Attributes of Lens YAML¶
Syntax of a Lens YAML¶
The general syntax to define entity mapping within a Lens.
name: {{lens-name}}
description: {{lens-description}}
owner: {{owner-name}}
entities:
- name: {{entity-name}}
sql:
query:
{{query statement:SELECT * FROM table_name}}
columns:
- name: {{column-name}}
verified: {{true | false}}
tables:
- {{table_name}}
fields:
- name: {{field-name}}
type: {{string | number | date | bool}}
column: {{column present in the underlying data table}}
primary: {{true | false}}
dimensions:
- name: {{dimension-name}}
type: {{string | number| date | bool}}
sql_snippet: {{custom SQL query to calculate dimension}}
hidden: {{true | false}}
sub_query: {{true | false}}
measures:
- name: {{name-of-measure}}
sql_snippet: {{column or custom SQL query to calculate measure'}}
type: {{sum| min| max| avg| count| count_distinct| count_distinct_approx| running_total| number}}
hidden: {{true | false}}
relationships:
- type: {{1:N | N:1| 1:1}}
field: {{field-name}}
target:
name: {{Related entity name}}
field: {{primary field}}
sql_snippet: {{additional join conditions}}
Below is a brief summary of each section and its respective attributes to help you quickly grasp the configuration. For in-depth information on their properties and usage, please click on the individual attribute or refer to Details for Configuration Attributes.
Lens Meta Section¶
This section helps users quickly understand the Lens's purpose, ownership, and usage. The Lens Meta section typically includes:
Attributes | Description |
---|---|
name | Name of the Lens |
description | Description for the Lens |
owner | Owner of the Lens |
tags | tags for discoverability |
Entities Section¶
The entities are the core components that interact with different aspects of your business and drive day-to-day operations. Each identified entity has the following attributes.
Attribute | Description |
---|---|
name | Name of the entity |
description | description of an entity |
SQL | A query that runs against your data source to extract the entity table |
fields | Unique identifiers for an entity |
dimensions | Categorical or time-based data that helps in adding context to the measures |
measures | Aggregated columns are calculated using SQL expressions. Measures are the foundation for defining metrics. |
relationships | Defines the relationship of entities with other entities. An entity can be joined to other entities and have one-to-one, one-to-many, or many-to-one relationships. |
extends | This allows you to extend an existing entity to use all declared elements of the entity. |
SQL¶
This section defines the query to map identified entity with physical data.

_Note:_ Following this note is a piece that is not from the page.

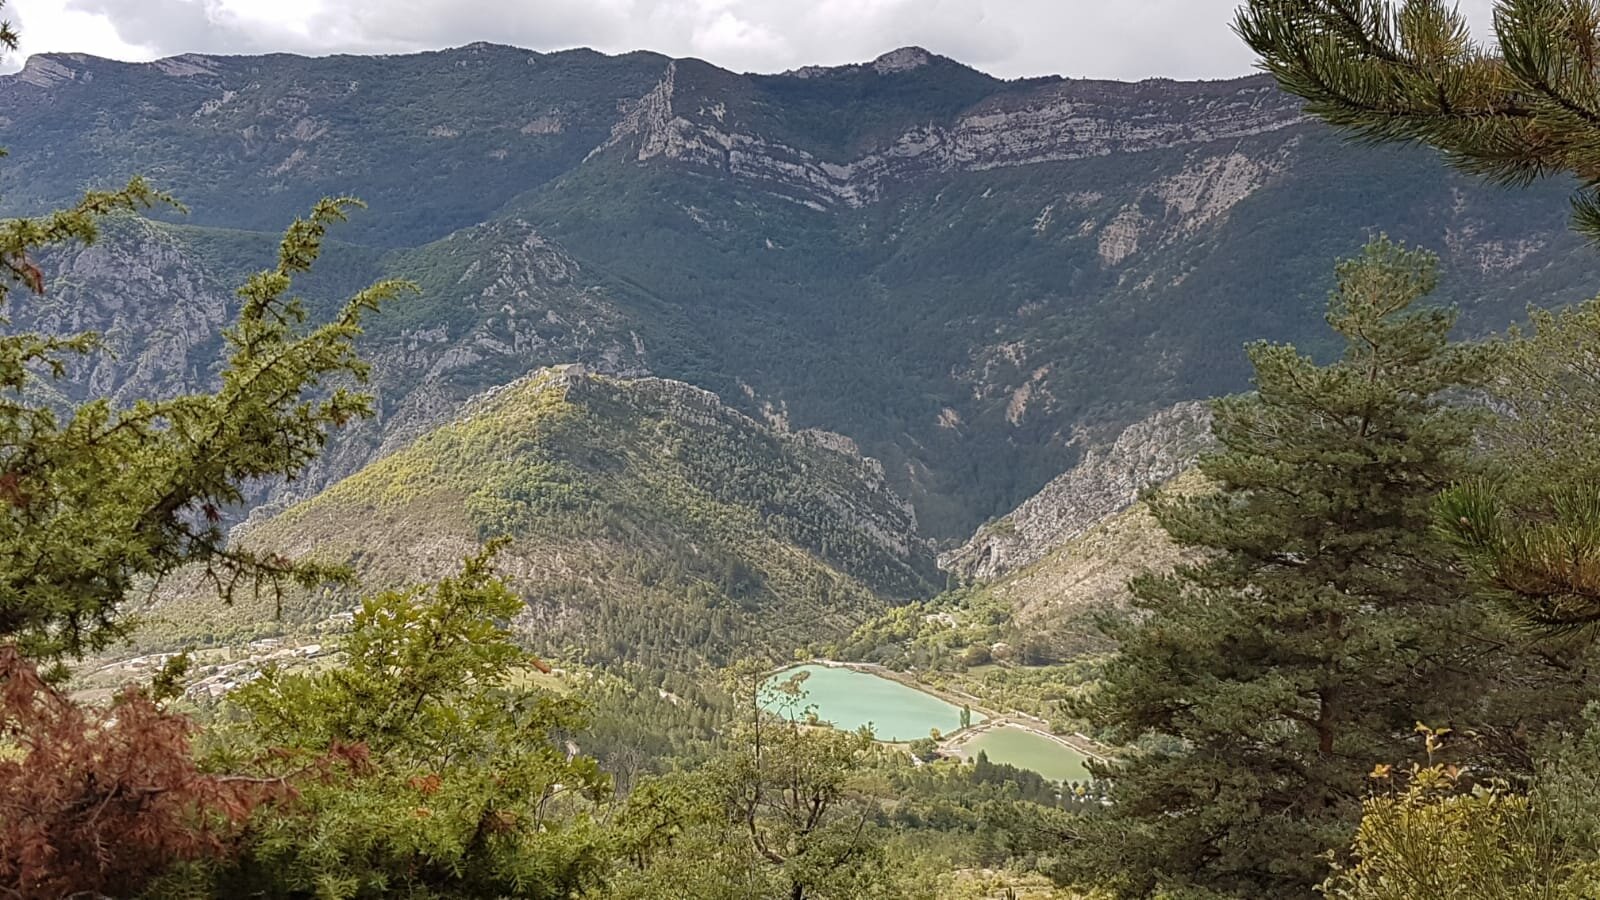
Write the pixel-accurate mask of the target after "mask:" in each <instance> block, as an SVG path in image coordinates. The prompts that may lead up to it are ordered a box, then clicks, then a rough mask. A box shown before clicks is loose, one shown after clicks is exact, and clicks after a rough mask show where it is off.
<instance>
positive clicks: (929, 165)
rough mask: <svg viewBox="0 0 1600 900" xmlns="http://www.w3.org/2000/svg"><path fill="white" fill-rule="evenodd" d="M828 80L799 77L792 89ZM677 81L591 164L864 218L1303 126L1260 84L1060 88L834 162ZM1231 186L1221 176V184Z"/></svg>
mask: <svg viewBox="0 0 1600 900" xmlns="http://www.w3.org/2000/svg"><path fill="white" fill-rule="evenodd" d="M928 64H930V54H928V53H926V51H923V50H920V48H906V50H896V51H893V53H888V54H885V56H882V58H878V59H877V61H875V62H872V69H874V70H877V72H878V74H880V75H893V74H899V72H909V70H914V69H918V67H922V66H928ZM826 72H827V70H822V69H808V70H800V72H794V74H790V77H800V78H806V77H811V78H814V77H819V75H822V74H826ZM677 77H678V64H677V62H669V64H667V70H666V74H664V75H662V78H661V82H659V83H658V85H656V86H654V90H651V91H650V93H646V94H645V96H642V98H640V99H638V101H637V102H634V104H632V107H630V109H629V112H627V114H626V115H624V117H622V119H621V120H619V122H618V125H616V127H614V128H613V131H611V138H610V139H608V141H606V143H605V144H602V146H600V147H597V149H595V151H594V152H592V154H590V155H595V154H600V152H605V151H608V149H611V147H618V146H626V147H627V149H629V151H630V152H632V154H634V157H635V159H637V160H638V162H648V160H651V159H658V157H664V159H667V160H678V162H686V163H693V165H699V167H706V168H712V170H720V171H723V173H726V175H731V176H734V178H739V179H746V181H752V183H757V184H760V186H763V187H765V189H768V191H773V192H776V194H781V195H784V197H787V199H792V200H795V202H798V203H803V205H808V207H813V208H827V207H834V205H843V207H866V205H869V203H874V202H877V200H878V199H882V197H883V191H885V189H886V187H888V186H890V184H894V183H901V181H909V179H914V178H923V176H930V175H950V173H962V171H986V170H995V168H1013V167H1024V165H1035V163H1043V162H1061V160H1078V159H1088V157H1102V155H1110V154H1138V152H1147V151H1158V149H1170V147H1190V146H1194V147H1203V146H1206V144H1218V143H1224V141H1237V139H1240V138H1248V136H1251V135H1264V133H1269V131H1277V130H1282V128H1288V127H1293V125H1299V123H1301V122H1304V117H1302V115H1301V112H1299V110H1298V107H1296V106H1294V102H1293V101H1290V99H1288V98H1286V96H1285V94H1282V93H1280V91H1278V90H1277V88H1274V86H1272V85H1270V82H1266V80H1262V78H1243V80H1237V82H1219V83H1214V85H1210V83H1208V85H1178V83H1174V82H1142V83H1138V85H1126V83H1114V82H1059V83H1053V85H1048V86H1040V88H1037V90H1032V91H1026V93H1018V94H1002V96H995V98H990V99H987V101H984V102H981V104H978V106H976V107H974V109H971V110H968V112H965V114H962V115H958V117H957V119H955V120H954V122H944V123H939V122H930V123H923V125H915V127H912V128H907V130H906V131H902V133H901V135H899V136H898V138H894V139H893V141H890V143H888V144H885V146H880V147H878V149H875V151H870V152H866V154H862V155H859V157H856V159H851V160H845V162H837V160H824V159H821V157H818V155H814V154H813V152H808V151H805V149H802V147H794V146H789V144H784V143H779V141H774V139H770V138H766V136H763V135H762V133H760V131H744V130H741V128H739V123H738V122H736V117H733V115H731V114H730V112H728V109H726V106H710V107H707V106H706V102H704V98H699V96H691V98H686V99H682V101H680V99H678V86H677ZM1214 175H1218V173H1216V171H1208V173H1197V175H1195V178H1202V179H1203V178H1208V176H1214ZM1238 175H1240V173H1238V171H1237V170H1235V171H1227V173H1222V181H1224V183H1226V181H1227V179H1237V178H1238ZM1174 187H1176V189H1179V191H1182V186H1174ZM1224 195H1226V194H1224ZM1224 195H1219V197H1218V200H1221V197H1224Z"/></svg>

Attributes | Description |
---|---|
query | SQL query to generate a table that the entity will reference |
columns | All the columns that are referenced in the fields |
tables | Tables that are referred to in the supplied SQL query |
lenses | Lenses that are referred to in the supplied SQL query |
Fields¶
Fields contain direct mappings to the underlying data source columns. Mention all the columns in the field that directly map to your underlying table.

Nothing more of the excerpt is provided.